O Brasil vive sua pior crise hídrica dos últimos 90 anos, desde que os níveis de chuva começaram a ser medidos na década de 1930. Como 64,9% da matriz elétrica brasileira é composta pela produção de hidrelétricas, a elevação de tarifas, a possibilidade de racionamento de água e luz e o risco de apagões se projetam sobre a economia.

A falta de chuvas, no entanto, não pode ser tratada como a única responsável por esse cenário. O maior subsistema do país, o Sudeste/Centro-Oeste, tem sido o mais afetado e opera no patamar mais baixo desde 2015, com menos de 30% de sua capacidade. Chove muito onde não precisa e chove pouco onde deveria. Tal mudança no padrão hidrológico é menos obra de São Pedro e mais resultado de interferências humanas. A Eletrobrás reduziu em 80% seus investimentos entre 2015 e 2020, caindo de R$ 15,62 bilhões para R$ 3,12 bilhões.

A falta de investimentos tem contribuído para a atual situação crítica. O que só deve piorar com a privatização da empresa estatal. No mundo inteiro, Canadá, Noruega, Suécia, Venezuela e Brasil são os únicos países cuja energia hidráulica é a principal fonte primária de geração de energia elétrica. Em todos eles essas empresas são estatais. Não há precedente na experiência internacional de um Estado que esteja se desfazendo de sua principal empresa de energia elétrica às vésperas de uma crise hidroenergética.
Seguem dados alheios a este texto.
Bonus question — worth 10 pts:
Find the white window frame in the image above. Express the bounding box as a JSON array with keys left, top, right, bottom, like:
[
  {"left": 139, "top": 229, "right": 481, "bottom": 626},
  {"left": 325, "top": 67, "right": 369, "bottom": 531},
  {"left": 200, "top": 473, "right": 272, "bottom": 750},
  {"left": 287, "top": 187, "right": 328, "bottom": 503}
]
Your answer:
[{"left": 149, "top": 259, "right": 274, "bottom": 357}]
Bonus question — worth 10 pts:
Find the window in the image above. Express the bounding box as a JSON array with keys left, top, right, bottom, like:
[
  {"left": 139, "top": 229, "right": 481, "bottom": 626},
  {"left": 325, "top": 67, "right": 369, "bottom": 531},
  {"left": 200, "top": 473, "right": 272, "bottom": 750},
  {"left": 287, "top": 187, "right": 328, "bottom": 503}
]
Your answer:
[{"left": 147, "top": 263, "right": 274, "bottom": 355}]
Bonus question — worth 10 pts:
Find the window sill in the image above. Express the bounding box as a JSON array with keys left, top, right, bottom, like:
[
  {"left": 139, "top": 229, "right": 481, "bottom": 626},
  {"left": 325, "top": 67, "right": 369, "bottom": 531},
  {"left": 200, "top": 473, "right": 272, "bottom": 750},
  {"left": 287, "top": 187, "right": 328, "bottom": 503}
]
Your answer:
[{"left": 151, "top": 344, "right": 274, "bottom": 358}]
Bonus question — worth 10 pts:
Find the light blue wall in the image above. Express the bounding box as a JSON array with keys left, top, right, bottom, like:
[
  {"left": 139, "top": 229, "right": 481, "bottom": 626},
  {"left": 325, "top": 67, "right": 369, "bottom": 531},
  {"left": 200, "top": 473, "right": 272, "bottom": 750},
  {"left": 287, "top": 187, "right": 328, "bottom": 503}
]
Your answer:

Para minimizar o problema, o país tem acionado suas usinas térmicas. No entanto, elas são mais custosas, poluentes, e impactam diretamente na elevação das tarifas de energia. Segundo a Agência Nacional de Energia Elétrica (Aneel), a aplicação da bandeira vermelha pode custar mais de R$ 2,7 bilhões a mais para os consumidores.

O acionamento da bandeira vermelha patamar 2 já significou reajuste de 52%, impactando a conta de luz. Além disso, sob gestão da iniciativa privada, a Eletrobrás deve extinguir o programa Luz Para Todos que já levou energia para mais de 16,8 milhões de famílias.

O desmonte do setor de energia no Brasil atinge também a Petrobrás. Nos últimos anos, a petrolífera brasileira vem passando por um processo de privatização e desnacionalização sem precedentes. O plano de desinvestimentos da empresa tem acelerado a venda de campos de petróleo em terra e águas rasas, de refinarias, de ativos ligados ao gás, logística, transporte, distribuição, petroquímica, biocombustíveis, entre outros.

Para viabilizar essa política as últimas gestões da Petrobras mantiveram o parque de refino funcionando com capacidade ociosa, cerca de 76,5% da carga de refino tem sido utilizada. Tal decisão levou à entrada de uma enxurrada de importadores no mercado brasileiro. A importação de gasolina atinge o patamar de 62%. Com menos refino e mais importação, cresceram as pressões para que o preço dos combustíveis fosse também internacionalizado e dolarizado. Um erro.

O resultado é que apenas no governo Bolsonaro já foram realizados cerca de 92 reajustes no preço do diesel, provocando uma alta acumulada de 39,5%. No caso da gasolina, a situação é ainda pior. Foram cerca de 103 reajustes, provocando elevação de 73,1% nos preços. Em grandes cidades, trabalhadores de aplicativos já trocam o moto pela bicicleta em função do preço dos combustíveis.

No caso do GLP, a situação é ainda mais dramática. A alta do gás de cozinha já atinge 57%, tornando a compra do preço do botijão de 13kg impeditivo para uma grande parcela da população. Por isso, algumas famílias tem voltado a cozinhar a lenha.

A energia é um bem comum necessário para o funcionamento de toda a economia. O desmonte das empresas do setor energético provoca deterioração nas condições de vida da população, sobretudo entre os mais pobres e precarizados. Nesse caso, privatização e inflação são duas faces da mesma moeda.